Born almost 200 years ago in 1819, Mr. Wiley was a strong believer in public education. He was a husband, father of seven children, novelist (one of the first in our state), newspaper editor, textbook author, attorney, legislator, Presbyterian minister and N.C.’s first superintendent of schools.


Following the establishment of our common schools, Mr. Wiley realized the need to reform our state’s public education system by offering teachers more resources, textbooks, continuing education and licensure. Wiley led this effort to improve access to education state-wide by growing the number of teachers and schools. During this time period, N.C. saw our literacy rates increase significantly while he worked tirelessly to improve education. As a result, in the 1860s, N.C. was ranked third in education — behind only Connecticut and Massachusetts.


Now let us fast forward to 2014. Our state is ranked near the bottom of the nation in teacher pay and per pupil spending. And while money doesn’t fix everything, it does provide much needed resources like technology and textbooks, well maintained classrooms, lab equipment, safe school buses, and competitive teacher salaries. As your state senator, I know we can do better. In fact, we need to set our sights on being No. 1 in the nation. Education is the key to better jobs, more research and innovation, and a future that offers more opportunities for our children and grandchildren.


Last week I attended a Joint Education Oversight Committee where I heard a presentation from a newly formed group of business leaders in NC — BEST NC, or Businesses for Educational Success and Transformation. I have had several positive conversations with this new organization of business leaders and I enthusiastically endorse their three primary objectives for public education in NC:


* Every student will be ready to learn and be globally competitive;


* Every student will have an excellent teacher and school leadership; and


* Every student will graduate with relevant globally-competitive career and life skills.


I know we can accomplish these objectives and I pledge to support our teachers and students to help make N.C. No. 1 in education.


Despite the inclement weather in February, I had a busy month.

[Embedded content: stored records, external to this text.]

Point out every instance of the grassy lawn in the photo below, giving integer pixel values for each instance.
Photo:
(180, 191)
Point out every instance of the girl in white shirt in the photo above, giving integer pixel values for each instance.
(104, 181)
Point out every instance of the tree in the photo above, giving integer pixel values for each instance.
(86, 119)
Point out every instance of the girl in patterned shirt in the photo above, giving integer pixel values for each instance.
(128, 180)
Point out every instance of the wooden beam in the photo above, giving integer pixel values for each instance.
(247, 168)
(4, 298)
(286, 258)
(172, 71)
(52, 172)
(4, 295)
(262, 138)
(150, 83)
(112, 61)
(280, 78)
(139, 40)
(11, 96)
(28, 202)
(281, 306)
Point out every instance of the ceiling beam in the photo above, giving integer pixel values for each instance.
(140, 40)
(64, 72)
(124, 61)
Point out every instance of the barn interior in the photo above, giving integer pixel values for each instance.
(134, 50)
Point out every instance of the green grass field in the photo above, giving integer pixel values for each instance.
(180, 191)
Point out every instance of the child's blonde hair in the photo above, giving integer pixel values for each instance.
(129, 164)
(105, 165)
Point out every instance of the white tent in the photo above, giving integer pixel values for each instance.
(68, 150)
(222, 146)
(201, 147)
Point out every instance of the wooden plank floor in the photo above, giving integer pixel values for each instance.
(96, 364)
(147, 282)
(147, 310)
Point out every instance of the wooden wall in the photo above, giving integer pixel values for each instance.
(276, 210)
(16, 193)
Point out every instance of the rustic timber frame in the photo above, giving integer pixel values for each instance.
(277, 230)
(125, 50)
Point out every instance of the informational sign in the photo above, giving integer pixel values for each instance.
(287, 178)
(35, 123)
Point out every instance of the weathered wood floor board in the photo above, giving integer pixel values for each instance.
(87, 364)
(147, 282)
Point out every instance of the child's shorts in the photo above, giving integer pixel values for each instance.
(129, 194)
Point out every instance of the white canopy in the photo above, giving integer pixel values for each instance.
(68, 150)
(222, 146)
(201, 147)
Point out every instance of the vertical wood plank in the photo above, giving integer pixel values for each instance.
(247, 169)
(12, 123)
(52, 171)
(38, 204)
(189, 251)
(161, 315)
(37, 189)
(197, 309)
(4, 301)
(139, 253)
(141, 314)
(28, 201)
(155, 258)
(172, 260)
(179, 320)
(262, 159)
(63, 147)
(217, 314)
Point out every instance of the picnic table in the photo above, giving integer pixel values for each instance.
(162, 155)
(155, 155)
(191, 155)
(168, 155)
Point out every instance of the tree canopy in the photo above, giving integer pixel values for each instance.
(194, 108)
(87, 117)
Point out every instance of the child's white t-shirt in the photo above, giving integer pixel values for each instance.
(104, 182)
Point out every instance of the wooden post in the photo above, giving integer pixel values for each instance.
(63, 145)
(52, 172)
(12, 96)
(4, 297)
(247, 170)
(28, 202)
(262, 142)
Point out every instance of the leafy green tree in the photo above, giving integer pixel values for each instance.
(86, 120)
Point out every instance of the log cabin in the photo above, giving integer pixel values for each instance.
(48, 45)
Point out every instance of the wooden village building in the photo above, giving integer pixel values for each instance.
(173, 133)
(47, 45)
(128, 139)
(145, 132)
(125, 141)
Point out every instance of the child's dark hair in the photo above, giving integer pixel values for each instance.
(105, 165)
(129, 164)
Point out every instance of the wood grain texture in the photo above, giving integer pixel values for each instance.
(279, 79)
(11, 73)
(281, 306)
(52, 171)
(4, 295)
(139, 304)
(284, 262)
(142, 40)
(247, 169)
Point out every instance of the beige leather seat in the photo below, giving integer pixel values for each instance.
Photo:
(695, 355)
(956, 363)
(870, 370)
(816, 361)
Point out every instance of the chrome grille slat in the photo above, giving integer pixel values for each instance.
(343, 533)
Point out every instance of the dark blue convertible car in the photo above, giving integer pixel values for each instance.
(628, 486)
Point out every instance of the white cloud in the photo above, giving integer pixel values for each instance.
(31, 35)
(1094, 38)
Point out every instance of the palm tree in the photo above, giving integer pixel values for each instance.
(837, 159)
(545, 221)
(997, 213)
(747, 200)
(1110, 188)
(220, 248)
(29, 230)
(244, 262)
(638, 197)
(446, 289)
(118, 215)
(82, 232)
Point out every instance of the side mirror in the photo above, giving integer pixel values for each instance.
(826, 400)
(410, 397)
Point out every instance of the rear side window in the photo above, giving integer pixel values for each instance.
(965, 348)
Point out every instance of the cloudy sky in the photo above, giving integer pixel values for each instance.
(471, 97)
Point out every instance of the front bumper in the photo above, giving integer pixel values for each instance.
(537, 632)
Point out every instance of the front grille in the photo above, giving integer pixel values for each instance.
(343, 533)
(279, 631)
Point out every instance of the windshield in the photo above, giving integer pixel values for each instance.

I continued my travels across our district to attend community and civic meetings, visit schools, and meet with various constituent groups.


In Richmond County I visited the Richmond Early College — an opportunity for high school students to graduate with a high school diploma and associate’s degree — and heard from teachers and students about their educational experience.


Along with Rep. Ken Goodman, I met with N.C. Highway Patrol Troop H to hear about the needs of highway patrol officers in our region. Rep. Garland Pierce, Rep. Goodman and I attended a legislative breakfast meeting with board members, staff and students at Richmond Community College (RCC).


I also attended the dedication of the RCC Forte Building-the home of technical and industrial training at the college. Having served as an RCC trustee with the late Mr. Forte, it was a special day to honor his legacy.


In closing, I want to share a few comments about my friend, Senator Martin Nesbitt who passed on March 7, 2014.


Much has been written about Martin and his service as a legislator for more than 30 years. He stood tall for public education, for helping the mentally ill and for average working class families and the poor. Martin was a symbol of what public service is all about. Plain-spoken and honest, he gave me valuable advice about how the legislative process works. Martin believed there is a role for government in helping people.


I am a better legislator because of Martin Nesbitt and will always be grateful for his advice, his candor and his ability to put problems and opportunities into the proper perspective.


It was an honor to serve with him. I will miss him and so will the people of N.C.